LibreTranslate community dataset

argosopentech · April 24, 2022, 6:30pm

The LibreTranslate API currently has functionality to accept translation suggestions but a manually assembled database could be helpful.

We often get feedback of the type “this translation wasn’t what I expected or wanted” but don’t do anything with it. We could assemble data by hand with a Git repository as we get feedback on recommended translations.

Any suggestions for doing this?

pierotofy · April 25, 2022, 8:50pm

We could open a Git repository with suggestions from both direct user contributions (which can open a pull request) and by the feedback data from LibreTranslate (which needs to be moderated/reviewed before merging into the repository).

A simple JSON file could do for starters:

[{"q": input, "s": suggestion, "source": lang_code, "target": lang_code}, ...]

Or maybe multiple JSON files (named in chronological order), maybe <timestamp>.json so that reviews can be easier instead of looking at one giant file (we can always merge the files later).

The moderation/review of suggestions from the API might be tricky (how to avoid trolls or wrong translations?)

argosopentech · April 25, 2022, 10:55pm

The JSON schema you posted looks good to me.

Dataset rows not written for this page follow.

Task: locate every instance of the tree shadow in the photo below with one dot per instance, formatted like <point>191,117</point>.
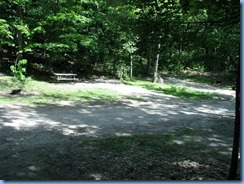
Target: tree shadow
<point>68,142</point>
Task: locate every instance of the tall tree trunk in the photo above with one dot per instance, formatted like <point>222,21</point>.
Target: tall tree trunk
<point>155,72</point>
<point>236,141</point>
<point>19,36</point>
<point>131,66</point>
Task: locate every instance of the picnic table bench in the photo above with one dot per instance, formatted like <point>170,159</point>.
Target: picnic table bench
<point>65,76</point>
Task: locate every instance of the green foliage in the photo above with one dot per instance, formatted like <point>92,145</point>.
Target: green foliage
<point>19,70</point>
<point>46,93</point>
<point>197,35</point>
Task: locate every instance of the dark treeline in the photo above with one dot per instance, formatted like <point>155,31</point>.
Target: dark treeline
<point>134,37</point>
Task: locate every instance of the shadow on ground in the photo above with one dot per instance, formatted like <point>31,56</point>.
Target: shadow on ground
<point>127,140</point>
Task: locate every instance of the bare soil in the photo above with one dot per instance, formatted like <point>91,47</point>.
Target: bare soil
<point>48,142</point>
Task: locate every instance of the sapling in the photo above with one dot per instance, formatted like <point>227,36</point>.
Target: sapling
<point>19,71</point>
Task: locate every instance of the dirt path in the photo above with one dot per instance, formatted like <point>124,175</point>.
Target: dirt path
<point>33,134</point>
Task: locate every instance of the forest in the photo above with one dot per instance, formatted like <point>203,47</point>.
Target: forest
<point>120,38</point>
<point>139,118</point>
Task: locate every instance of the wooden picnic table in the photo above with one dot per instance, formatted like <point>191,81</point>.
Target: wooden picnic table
<point>65,76</point>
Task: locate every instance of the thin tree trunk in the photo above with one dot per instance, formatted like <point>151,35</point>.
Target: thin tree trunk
<point>131,66</point>
<point>19,36</point>
<point>155,72</point>
<point>236,141</point>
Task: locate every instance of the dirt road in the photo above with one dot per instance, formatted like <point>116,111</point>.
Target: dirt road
<point>31,135</point>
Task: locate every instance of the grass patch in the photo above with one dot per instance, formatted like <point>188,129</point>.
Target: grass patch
<point>174,90</point>
<point>47,93</point>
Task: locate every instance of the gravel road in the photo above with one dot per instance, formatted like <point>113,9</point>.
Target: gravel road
<point>28,129</point>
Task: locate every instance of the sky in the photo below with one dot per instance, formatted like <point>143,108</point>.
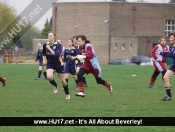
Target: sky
<point>20,5</point>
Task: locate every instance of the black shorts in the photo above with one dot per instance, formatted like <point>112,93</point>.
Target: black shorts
<point>58,69</point>
<point>172,68</point>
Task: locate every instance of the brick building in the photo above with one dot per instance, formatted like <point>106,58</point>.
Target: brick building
<point>116,30</point>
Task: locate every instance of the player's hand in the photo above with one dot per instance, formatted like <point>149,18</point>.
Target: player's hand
<point>157,52</point>
<point>44,63</point>
<point>47,46</point>
<point>73,57</point>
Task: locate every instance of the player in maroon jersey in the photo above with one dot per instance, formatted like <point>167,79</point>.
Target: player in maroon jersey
<point>159,61</point>
<point>3,80</point>
<point>90,65</point>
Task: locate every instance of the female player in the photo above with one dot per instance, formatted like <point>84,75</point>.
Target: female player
<point>79,62</point>
<point>3,80</point>
<point>39,56</point>
<point>90,65</point>
<point>70,54</point>
<point>159,61</point>
<point>52,51</point>
<point>169,73</point>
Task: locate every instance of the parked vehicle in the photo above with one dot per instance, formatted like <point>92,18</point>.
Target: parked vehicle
<point>148,62</point>
<point>139,59</point>
<point>121,61</point>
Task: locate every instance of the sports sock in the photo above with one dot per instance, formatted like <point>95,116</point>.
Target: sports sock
<point>81,86</point>
<point>53,83</point>
<point>1,79</point>
<point>152,81</point>
<point>66,90</point>
<point>39,74</point>
<point>84,80</point>
<point>106,84</point>
<point>168,91</point>
<point>45,74</point>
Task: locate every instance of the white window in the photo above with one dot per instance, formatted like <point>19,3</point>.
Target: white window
<point>130,46</point>
<point>169,26</point>
<point>123,46</point>
<point>115,46</point>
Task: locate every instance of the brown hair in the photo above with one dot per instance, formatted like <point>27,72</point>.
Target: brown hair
<point>70,39</point>
<point>76,37</point>
<point>83,37</point>
<point>53,33</point>
<point>40,43</point>
<point>163,37</point>
<point>172,34</point>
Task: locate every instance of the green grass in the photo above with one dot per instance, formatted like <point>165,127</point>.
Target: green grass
<point>25,97</point>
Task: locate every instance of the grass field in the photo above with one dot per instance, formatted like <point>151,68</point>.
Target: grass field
<point>25,97</point>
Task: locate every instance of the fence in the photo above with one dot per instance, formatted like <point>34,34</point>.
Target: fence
<point>11,58</point>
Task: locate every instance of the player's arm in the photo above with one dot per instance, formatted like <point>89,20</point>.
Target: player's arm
<point>89,53</point>
<point>37,56</point>
<point>51,51</point>
<point>168,54</point>
<point>44,54</point>
<point>75,55</point>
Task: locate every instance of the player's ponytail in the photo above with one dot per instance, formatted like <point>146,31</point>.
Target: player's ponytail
<point>83,37</point>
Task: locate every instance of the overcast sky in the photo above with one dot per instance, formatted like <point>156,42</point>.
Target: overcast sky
<point>20,5</point>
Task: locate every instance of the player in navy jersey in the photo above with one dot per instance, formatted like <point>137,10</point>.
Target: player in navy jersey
<point>78,62</point>
<point>62,54</point>
<point>52,51</point>
<point>169,73</point>
<point>39,56</point>
<point>159,61</point>
<point>70,54</point>
<point>3,80</point>
<point>90,65</point>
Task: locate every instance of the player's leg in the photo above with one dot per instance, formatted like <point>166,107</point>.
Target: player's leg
<point>84,79</point>
<point>44,72</point>
<point>61,75</point>
<point>166,78</point>
<point>80,74</point>
<point>39,73</point>
<point>157,69</point>
<point>99,80</point>
<point>51,79</point>
<point>3,80</point>
<point>74,74</point>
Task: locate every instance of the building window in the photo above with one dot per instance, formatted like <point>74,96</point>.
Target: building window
<point>169,26</point>
<point>115,46</point>
<point>123,46</point>
<point>130,46</point>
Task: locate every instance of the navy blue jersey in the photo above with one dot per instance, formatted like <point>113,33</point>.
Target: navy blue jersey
<point>170,54</point>
<point>77,48</point>
<point>70,52</point>
<point>53,60</point>
<point>39,55</point>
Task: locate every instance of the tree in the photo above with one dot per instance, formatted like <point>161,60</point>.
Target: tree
<point>46,29</point>
<point>120,0</point>
<point>171,1</point>
<point>8,21</point>
<point>51,22</point>
<point>27,35</point>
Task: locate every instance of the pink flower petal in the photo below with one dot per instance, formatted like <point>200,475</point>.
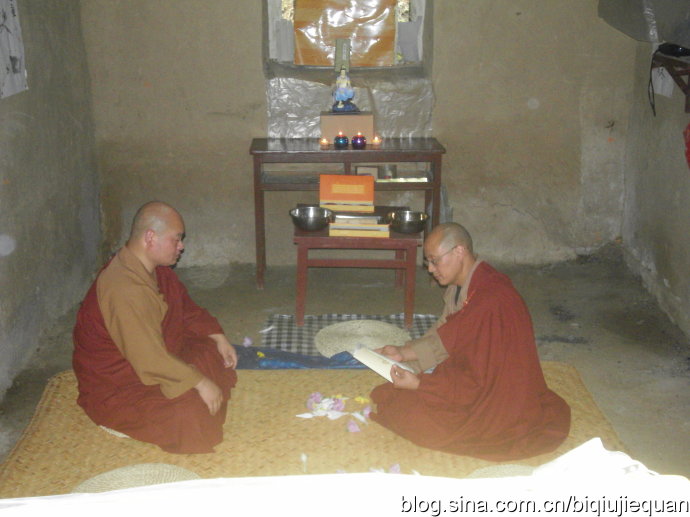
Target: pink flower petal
<point>352,427</point>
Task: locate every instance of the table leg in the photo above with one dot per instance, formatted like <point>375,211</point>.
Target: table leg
<point>410,279</point>
<point>399,273</point>
<point>302,256</point>
<point>436,201</point>
<point>259,225</point>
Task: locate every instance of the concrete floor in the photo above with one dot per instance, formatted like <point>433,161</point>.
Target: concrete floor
<point>591,313</point>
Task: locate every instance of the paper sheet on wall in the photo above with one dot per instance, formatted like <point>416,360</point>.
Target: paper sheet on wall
<point>12,69</point>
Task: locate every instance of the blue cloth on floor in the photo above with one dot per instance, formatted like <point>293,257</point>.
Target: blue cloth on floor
<point>248,358</point>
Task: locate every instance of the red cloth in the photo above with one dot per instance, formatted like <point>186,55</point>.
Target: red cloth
<point>112,395</point>
<point>488,399</point>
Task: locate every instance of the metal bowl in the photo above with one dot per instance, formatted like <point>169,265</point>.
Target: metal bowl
<point>407,221</point>
<point>311,218</point>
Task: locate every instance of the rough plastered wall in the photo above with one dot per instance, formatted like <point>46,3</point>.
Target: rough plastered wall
<point>532,104</point>
<point>48,193</point>
<point>178,93</point>
<point>657,211</point>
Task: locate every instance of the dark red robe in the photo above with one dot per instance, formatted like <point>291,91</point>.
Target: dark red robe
<point>488,399</point>
<point>112,395</point>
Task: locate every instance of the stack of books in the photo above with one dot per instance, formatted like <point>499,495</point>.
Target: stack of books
<point>359,226</point>
<point>346,192</point>
<point>353,197</point>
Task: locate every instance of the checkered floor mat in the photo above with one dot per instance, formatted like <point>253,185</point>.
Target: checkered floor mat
<point>281,332</point>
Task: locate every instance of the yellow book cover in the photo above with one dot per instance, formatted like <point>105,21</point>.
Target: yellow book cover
<point>346,189</point>
<point>338,232</point>
<point>338,207</point>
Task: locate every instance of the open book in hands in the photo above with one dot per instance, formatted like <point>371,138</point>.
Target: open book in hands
<point>378,362</point>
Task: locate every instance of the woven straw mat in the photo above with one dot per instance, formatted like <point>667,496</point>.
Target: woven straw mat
<point>61,447</point>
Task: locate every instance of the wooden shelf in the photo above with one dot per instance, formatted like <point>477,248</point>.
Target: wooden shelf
<point>679,70</point>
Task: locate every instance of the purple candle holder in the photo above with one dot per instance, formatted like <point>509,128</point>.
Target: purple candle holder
<point>358,141</point>
<point>340,141</point>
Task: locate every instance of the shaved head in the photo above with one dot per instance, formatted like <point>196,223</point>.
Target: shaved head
<point>155,216</point>
<point>449,235</point>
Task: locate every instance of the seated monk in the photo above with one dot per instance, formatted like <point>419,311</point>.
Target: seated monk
<point>486,396</point>
<point>150,362</point>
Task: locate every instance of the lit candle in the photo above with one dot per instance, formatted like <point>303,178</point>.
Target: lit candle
<point>340,141</point>
<point>358,141</point>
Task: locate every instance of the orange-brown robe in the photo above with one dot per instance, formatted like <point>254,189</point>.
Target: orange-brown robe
<point>140,346</point>
<point>488,398</point>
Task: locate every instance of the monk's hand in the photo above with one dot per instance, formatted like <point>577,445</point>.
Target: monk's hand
<point>392,352</point>
<point>404,379</point>
<point>226,350</point>
<point>210,393</point>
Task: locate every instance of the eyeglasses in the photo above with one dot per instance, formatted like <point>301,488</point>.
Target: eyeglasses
<point>434,262</point>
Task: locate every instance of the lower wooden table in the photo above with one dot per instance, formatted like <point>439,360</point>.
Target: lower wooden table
<point>405,261</point>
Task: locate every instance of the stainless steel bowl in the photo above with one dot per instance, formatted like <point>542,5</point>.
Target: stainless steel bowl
<point>407,221</point>
<point>311,218</point>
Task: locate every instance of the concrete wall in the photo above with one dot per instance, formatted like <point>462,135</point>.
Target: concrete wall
<point>657,190</point>
<point>532,103</point>
<point>48,192</point>
<point>178,93</point>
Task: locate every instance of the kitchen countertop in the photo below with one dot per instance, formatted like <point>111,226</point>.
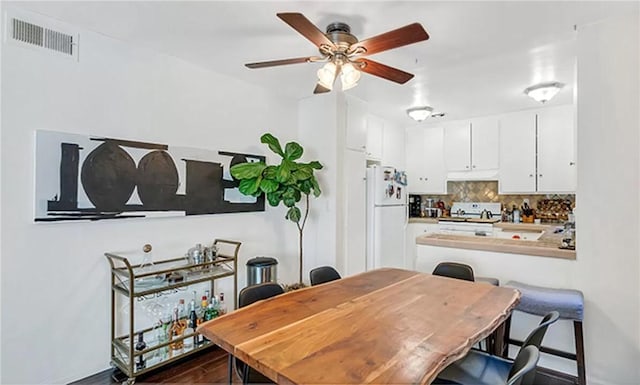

Would source_lang instead of source be better, it could be confusing that “source” is an ISO 639 code not the text itself?

Maybe .jsonl for the file type, each line is its own JSON object. This would work well with Git and allows you to partially read files and not have to hold the entire JSON file in memory (The Pile and wikiextract both use jsonl). We could then use files for semantically different datasets or datasets from different sources.

Does the libretranslate.com instance accept /suggest requests?

pierotofy · April 26, 2022, 2:03am

I like the .jsonl idea as well.

LibreTranslate does accept /suggest requests. We actually have already ~1000 submissions in the database, I haven’t had a chance to review them, but at a quick glance a good ~80% of them are of high quality.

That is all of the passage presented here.